Ottawa needle-vending machines called a success, but resident says area's now unsafe
Published Sunday, October 29, 2017 3:35PM EDT
Last Updated Sunday, October 29, 2017 8:19PM EDT
A harm-reduction pilot program that includes safe-injection sites and needle and pipe vending machines in Ottawa is proving popular with drug users, but one local resident says it’s making her neighbourhood unsafe.
Ottawa Public Health says the machines installed outside health centres in mid-September have dispensed more than 600 needles and 250 stems for smoking drugs.
The goal of the pilot project is to reduce the transmission of infectious diseases such as HIV and Hepatitis C, which people can get from sharing needles and pipes.
"The client feedback has been very good, with clients reporting that the machine provides access to harm reduction supplies when other services are closed and that the machines are easy to use," said OPH’s Donna Casey in a statement.
John Becvar, a harm reduction outreach worker, said the machines help give people “access the supplies that they need at any time of the night.”
The vending machine outside Ottawa Public Health’s Clarence Street facility in the Byward Market neighbourhood has proven most popular.

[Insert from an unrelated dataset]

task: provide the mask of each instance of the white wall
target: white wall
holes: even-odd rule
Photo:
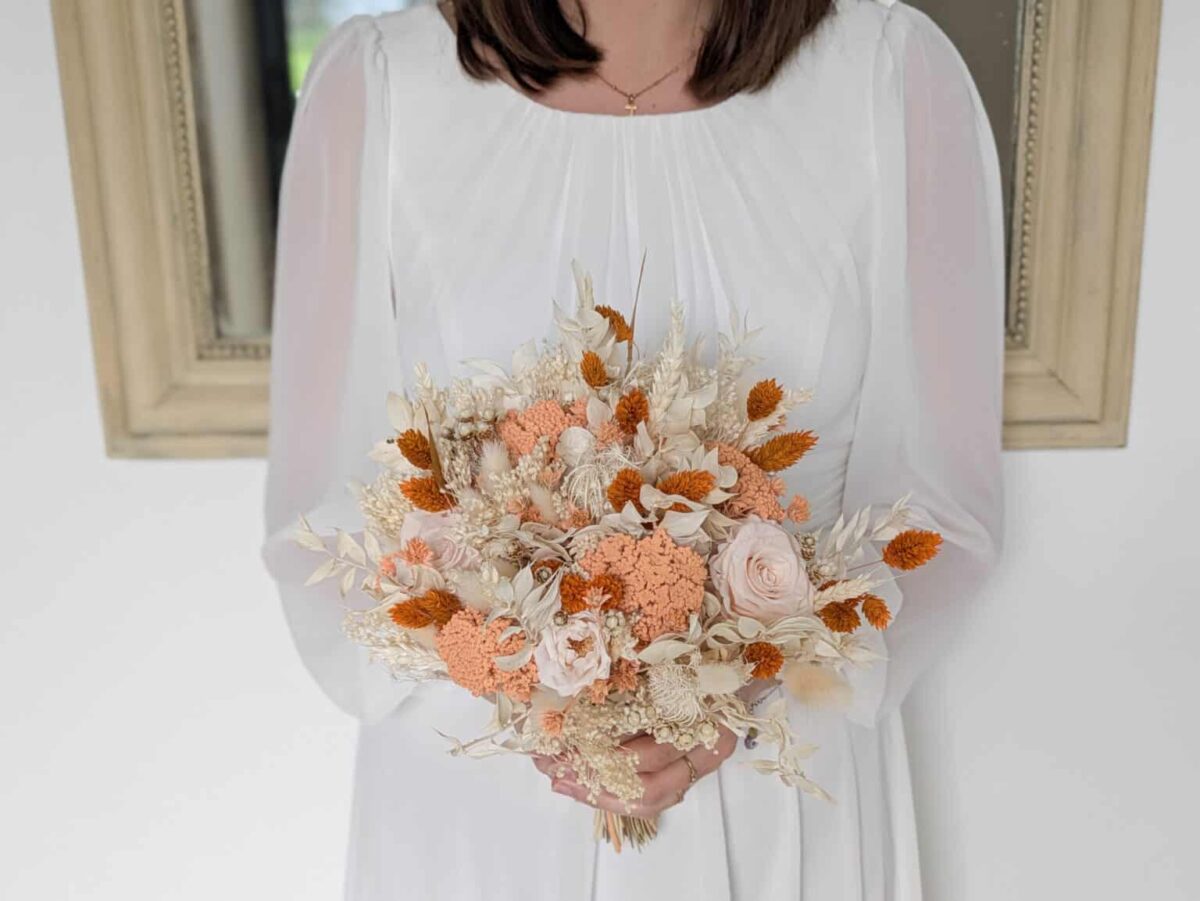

But longtime area resident Laura MacDonald says that while she supports harm reduction, the influx of injection drug users in Byward Market is making her long-time home unsafe.
She said she has found people using drugs on her doorstep and has taken photos of a large number of needles discarded haphazardly on the ground. She says she has called city officials 13 times in one month.
“There’s more people who are dealing drugs. There’s more prostitution. There’s more … things you wouldn’t see on a regular basis, but they’re happening on a daily basis,” she said.
MacDonald said she wants Ottawa’s city council to reject a request to make the Clarence Street vending machines permanent.
Ottawa Public Health says drug users must receive special tokens through its harm prevention program that can be used at any of the dispensing units.
The harm prevention program also educates users about safer drug, safe equipment disposal and other health and treatment services available.
There were about 40 opioid drug-related deaths in Ottawa in 2016, according to Public Health Ontario.